Simon Lawler QC, for the defence, described the attack as "10 minutes of total brutal madness". He said his client was a shy, placid and quiet man who had not offended again in the years since the attack.

In 1997 detectives used DNA profiling to rule out Peter Sutcliffe, the Yorkshire Ripper, as Mrs Gregson's killer. They reopened the investigation last year, the day after DNA evidence convicted a man at Liverpool Crown Court for the murder of Cynthia Bolshaw, 16 years after her death.

The murderer of Rita Sawyer, 18, whose body was found in a Warwickshire field in September 1970, was also identified last year through DNA profiling, although the killer had already died.
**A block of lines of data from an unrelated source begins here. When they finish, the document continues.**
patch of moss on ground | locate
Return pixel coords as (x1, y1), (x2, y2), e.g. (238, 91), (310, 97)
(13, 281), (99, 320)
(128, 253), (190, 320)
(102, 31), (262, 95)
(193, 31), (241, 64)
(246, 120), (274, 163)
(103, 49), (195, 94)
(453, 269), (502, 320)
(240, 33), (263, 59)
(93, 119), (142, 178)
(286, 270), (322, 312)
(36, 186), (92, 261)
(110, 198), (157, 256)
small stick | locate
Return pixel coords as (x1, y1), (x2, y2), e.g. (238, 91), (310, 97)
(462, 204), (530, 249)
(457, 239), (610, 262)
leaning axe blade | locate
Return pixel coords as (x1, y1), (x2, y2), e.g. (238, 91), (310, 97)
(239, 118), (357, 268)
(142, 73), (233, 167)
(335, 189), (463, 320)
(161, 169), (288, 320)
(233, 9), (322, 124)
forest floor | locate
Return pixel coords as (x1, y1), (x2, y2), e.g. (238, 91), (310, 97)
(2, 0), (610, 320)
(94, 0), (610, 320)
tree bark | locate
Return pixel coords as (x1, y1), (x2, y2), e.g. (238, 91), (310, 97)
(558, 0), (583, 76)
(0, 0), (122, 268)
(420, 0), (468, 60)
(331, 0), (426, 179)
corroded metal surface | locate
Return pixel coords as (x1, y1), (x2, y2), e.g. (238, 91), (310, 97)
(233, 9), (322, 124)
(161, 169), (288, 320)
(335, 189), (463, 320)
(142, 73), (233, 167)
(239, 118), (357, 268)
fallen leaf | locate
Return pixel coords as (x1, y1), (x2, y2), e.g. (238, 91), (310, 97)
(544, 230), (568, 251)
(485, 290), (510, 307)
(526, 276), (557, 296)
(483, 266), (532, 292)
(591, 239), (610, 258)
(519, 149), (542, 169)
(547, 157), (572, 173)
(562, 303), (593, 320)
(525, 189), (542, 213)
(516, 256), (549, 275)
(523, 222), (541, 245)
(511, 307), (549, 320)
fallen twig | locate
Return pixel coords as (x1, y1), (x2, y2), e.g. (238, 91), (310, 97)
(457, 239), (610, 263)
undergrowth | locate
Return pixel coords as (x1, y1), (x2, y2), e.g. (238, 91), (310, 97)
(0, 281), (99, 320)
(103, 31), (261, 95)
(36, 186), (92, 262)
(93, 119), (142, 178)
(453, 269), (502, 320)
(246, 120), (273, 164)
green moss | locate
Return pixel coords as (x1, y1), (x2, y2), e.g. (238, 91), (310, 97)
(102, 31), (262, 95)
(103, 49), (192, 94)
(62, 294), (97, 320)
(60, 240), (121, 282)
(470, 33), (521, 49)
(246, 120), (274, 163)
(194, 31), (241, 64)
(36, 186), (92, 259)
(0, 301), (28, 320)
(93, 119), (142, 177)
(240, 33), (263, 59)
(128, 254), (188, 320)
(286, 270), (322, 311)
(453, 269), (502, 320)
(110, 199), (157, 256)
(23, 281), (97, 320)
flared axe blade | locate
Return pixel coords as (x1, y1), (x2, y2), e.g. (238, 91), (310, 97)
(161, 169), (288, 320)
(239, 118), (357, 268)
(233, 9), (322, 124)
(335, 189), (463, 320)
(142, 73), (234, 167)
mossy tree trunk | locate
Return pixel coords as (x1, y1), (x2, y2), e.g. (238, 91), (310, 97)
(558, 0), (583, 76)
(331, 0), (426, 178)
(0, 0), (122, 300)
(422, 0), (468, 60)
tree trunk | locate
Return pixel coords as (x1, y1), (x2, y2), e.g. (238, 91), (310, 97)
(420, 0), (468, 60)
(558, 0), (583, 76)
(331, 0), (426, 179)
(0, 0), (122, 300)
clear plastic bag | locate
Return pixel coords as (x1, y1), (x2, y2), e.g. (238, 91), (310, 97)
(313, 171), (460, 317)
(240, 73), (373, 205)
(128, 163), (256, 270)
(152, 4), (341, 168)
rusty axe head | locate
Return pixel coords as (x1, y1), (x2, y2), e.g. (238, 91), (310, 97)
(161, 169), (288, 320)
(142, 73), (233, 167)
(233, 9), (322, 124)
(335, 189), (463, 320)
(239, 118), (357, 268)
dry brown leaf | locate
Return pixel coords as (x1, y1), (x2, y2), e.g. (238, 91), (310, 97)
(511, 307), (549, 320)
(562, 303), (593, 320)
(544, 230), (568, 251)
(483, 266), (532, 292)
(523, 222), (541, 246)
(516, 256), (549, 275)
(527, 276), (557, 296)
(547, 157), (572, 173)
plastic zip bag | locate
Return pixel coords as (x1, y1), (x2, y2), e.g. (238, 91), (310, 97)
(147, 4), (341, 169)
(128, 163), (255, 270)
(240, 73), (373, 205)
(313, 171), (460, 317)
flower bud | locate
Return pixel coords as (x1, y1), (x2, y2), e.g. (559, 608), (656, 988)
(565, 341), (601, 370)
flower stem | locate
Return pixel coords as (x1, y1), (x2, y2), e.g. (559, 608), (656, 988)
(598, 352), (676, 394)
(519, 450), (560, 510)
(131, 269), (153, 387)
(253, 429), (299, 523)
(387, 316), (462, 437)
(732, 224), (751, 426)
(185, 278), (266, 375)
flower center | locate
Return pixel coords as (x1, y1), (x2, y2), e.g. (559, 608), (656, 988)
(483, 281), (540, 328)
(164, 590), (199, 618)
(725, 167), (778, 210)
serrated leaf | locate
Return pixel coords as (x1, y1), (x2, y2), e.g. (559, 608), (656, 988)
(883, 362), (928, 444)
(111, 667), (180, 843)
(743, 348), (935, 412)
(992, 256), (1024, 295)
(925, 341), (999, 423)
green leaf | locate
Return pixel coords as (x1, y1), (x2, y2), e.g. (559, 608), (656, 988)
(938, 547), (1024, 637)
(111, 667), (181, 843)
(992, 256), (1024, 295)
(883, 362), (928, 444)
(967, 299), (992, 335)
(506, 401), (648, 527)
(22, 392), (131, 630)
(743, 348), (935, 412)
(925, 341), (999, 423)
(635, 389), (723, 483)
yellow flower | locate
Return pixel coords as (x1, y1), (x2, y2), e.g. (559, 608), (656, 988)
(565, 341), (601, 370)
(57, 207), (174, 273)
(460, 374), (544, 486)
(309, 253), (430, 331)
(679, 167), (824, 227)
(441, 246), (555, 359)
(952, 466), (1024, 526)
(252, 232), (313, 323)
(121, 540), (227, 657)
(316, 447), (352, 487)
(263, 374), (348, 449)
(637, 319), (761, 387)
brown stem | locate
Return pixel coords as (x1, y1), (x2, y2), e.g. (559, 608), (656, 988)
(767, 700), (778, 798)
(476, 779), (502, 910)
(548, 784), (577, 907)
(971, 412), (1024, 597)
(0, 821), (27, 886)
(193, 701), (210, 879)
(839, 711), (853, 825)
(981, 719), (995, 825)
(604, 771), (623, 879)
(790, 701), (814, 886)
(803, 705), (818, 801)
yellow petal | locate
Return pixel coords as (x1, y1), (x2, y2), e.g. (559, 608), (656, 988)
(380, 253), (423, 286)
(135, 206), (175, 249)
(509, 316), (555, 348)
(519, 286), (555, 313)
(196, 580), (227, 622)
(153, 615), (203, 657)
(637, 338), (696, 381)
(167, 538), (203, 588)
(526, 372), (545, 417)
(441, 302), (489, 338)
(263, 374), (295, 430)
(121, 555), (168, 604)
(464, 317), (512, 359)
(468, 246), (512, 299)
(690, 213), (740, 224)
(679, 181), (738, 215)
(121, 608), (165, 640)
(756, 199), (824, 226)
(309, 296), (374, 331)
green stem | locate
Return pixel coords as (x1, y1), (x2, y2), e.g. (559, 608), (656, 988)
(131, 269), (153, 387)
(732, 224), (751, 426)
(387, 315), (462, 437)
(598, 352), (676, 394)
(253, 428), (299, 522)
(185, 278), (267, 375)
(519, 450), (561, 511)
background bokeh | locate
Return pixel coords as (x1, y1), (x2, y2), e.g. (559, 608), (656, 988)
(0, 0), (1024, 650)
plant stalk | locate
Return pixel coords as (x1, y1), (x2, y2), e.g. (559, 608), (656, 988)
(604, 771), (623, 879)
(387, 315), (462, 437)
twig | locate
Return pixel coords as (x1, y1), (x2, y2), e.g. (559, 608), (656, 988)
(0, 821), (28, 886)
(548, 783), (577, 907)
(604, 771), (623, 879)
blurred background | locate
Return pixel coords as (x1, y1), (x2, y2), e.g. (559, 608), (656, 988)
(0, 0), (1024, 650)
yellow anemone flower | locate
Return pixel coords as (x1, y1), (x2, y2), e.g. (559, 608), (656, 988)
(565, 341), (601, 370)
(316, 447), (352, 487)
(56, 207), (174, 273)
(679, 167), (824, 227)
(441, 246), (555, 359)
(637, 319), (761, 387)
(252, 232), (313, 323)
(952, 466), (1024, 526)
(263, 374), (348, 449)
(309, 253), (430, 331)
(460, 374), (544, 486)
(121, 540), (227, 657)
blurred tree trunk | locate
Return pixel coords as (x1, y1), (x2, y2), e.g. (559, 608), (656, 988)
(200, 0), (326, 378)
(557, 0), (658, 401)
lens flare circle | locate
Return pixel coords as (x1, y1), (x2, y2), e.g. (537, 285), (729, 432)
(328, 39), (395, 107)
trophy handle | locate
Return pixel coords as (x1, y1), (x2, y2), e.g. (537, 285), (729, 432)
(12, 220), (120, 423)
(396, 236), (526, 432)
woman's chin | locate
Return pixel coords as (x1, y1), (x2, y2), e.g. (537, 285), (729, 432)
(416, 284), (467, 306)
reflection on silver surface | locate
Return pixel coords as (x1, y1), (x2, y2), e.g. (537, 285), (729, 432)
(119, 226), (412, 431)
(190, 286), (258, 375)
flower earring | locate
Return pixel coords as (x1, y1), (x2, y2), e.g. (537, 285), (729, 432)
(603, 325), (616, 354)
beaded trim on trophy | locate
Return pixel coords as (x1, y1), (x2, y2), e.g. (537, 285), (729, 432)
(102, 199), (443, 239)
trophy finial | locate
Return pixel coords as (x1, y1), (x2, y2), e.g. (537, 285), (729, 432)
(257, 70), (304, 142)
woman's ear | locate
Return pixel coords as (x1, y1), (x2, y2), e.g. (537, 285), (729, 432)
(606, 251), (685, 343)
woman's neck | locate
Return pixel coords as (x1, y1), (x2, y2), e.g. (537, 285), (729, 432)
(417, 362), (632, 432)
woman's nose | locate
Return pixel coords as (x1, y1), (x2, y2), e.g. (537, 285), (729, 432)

Detective Chief Superintendent Brian Taylor, who was a Detective Sergeant when the inquiry was first launched, and was senior investigating officer on the reopened case, said Lowther, who continued to live just a mile from the scene of the murder, had not shown any remorse or given any explanation.

Mrs Gregson's sister, Judith Sykes, said: "I always knew the police would find who was responsible. I never gave up hope. I was very bitter and still am angry that Mary andI lost the chance to share things together and enjoy our families in later life."